I'm not entirely sure this is the right fix, more investigation
is required.
Build command was: make -DNO_MODULES CONFIGARGS=-p buildkernel KERNCONF=VKERNEL64 -j 4
Install command: make -DNO_MODULES installkernel CONFIGARGS=-p KERNCONF=VKERNEL64 DESTDIR=/var/vkernel/4.6-p-cherry
So this all was with CONFIGARGS=-p.
But when compiled without it, it started to work. Thanks!
Updated by zhtw over 8 years ago
Just to be clear, the summary:
When compiled with CONFIGARGS=-p, neither 4.4 nor 4.6 work -- both crash.
When compiled without this option, 4.4 works, but 4.6 hangs.
After cherry-picking:
Without CONFIGARGS=-p 4.6 works.
With it it still crashes.
Anyway, my problem is solved.
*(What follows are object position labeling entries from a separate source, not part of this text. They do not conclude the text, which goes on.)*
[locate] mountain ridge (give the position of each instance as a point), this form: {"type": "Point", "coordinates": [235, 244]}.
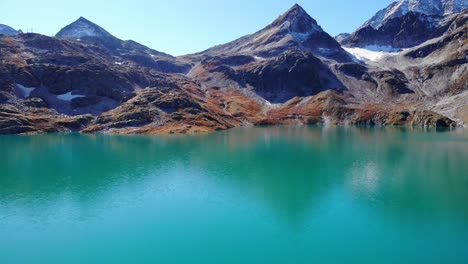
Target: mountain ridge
{"type": "Point", "coordinates": [289, 72]}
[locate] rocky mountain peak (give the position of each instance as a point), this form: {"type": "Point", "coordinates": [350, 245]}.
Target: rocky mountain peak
{"type": "Point", "coordinates": [426, 7]}
{"type": "Point", "coordinates": [82, 28]}
{"type": "Point", "coordinates": [297, 20]}
{"type": "Point", "coordinates": [7, 30]}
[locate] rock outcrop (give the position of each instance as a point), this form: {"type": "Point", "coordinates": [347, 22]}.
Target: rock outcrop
{"type": "Point", "coordinates": [290, 72]}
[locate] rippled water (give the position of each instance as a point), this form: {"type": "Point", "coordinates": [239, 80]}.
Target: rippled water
{"type": "Point", "coordinates": [250, 195]}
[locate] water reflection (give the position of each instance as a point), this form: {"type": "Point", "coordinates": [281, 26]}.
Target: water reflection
{"type": "Point", "coordinates": [405, 173]}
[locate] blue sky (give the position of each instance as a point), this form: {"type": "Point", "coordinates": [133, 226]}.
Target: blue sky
{"type": "Point", "coordinates": [180, 27]}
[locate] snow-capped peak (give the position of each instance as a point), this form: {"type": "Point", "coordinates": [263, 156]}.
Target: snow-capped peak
{"type": "Point", "coordinates": [427, 7]}
{"type": "Point", "coordinates": [7, 30]}
{"type": "Point", "coordinates": [82, 28]}
{"type": "Point", "coordinates": [296, 20]}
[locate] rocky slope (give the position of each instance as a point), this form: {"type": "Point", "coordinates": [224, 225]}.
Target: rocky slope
{"type": "Point", "coordinates": [85, 30]}
{"type": "Point", "coordinates": [406, 24]}
{"type": "Point", "coordinates": [290, 72]}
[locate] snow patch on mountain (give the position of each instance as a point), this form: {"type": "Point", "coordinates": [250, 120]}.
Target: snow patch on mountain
{"type": "Point", "coordinates": [427, 7]}
{"type": "Point", "coordinates": [69, 96]}
{"type": "Point", "coordinates": [82, 28]}
{"type": "Point", "coordinates": [372, 53]}
{"type": "Point", "coordinates": [7, 30]}
{"type": "Point", "coordinates": [25, 91]}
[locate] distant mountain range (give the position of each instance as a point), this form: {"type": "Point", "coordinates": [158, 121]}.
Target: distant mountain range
{"type": "Point", "coordinates": [406, 66]}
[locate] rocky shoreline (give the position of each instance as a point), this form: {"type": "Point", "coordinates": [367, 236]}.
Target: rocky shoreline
{"type": "Point", "coordinates": [290, 72]}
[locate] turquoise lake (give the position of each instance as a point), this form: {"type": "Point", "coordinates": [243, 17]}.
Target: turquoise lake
{"type": "Point", "coordinates": [248, 195]}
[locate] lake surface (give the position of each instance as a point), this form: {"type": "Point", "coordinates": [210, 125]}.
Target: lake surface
{"type": "Point", "coordinates": [249, 195]}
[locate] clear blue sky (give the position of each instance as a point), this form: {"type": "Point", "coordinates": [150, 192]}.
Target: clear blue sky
{"type": "Point", "coordinates": [180, 27]}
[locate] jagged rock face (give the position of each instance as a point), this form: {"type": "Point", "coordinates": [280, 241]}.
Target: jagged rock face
{"type": "Point", "coordinates": [291, 74]}
{"type": "Point", "coordinates": [426, 7]}
{"type": "Point", "coordinates": [294, 29]}
{"type": "Point", "coordinates": [101, 83]}
{"type": "Point", "coordinates": [7, 30]}
{"type": "Point", "coordinates": [406, 31]}
{"type": "Point", "coordinates": [82, 28]}
{"type": "Point", "coordinates": [341, 37]}
{"type": "Point", "coordinates": [85, 30]}
{"type": "Point", "coordinates": [406, 23]}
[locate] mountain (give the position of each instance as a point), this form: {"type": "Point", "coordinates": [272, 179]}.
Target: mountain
{"type": "Point", "coordinates": [426, 7]}
{"type": "Point", "coordinates": [406, 23]}
{"type": "Point", "coordinates": [82, 28]}
{"type": "Point", "coordinates": [7, 30]}
{"type": "Point", "coordinates": [290, 72]}
{"type": "Point", "coordinates": [342, 36]}
{"type": "Point", "coordinates": [290, 57]}
{"type": "Point", "coordinates": [127, 50]}
{"type": "Point", "coordinates": [294, 29]}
Thank you so much!
Updated by zhtw over 8 years ago
- Status changed from Feedback to Closed
I'm closing this ticket because the problem was solved for me. But I wander if it makes sense to back-port (basically cherrypick and submit as there are no conflicts) the two commits that solved the problem from master to DragonFly_RELEASE_4_6?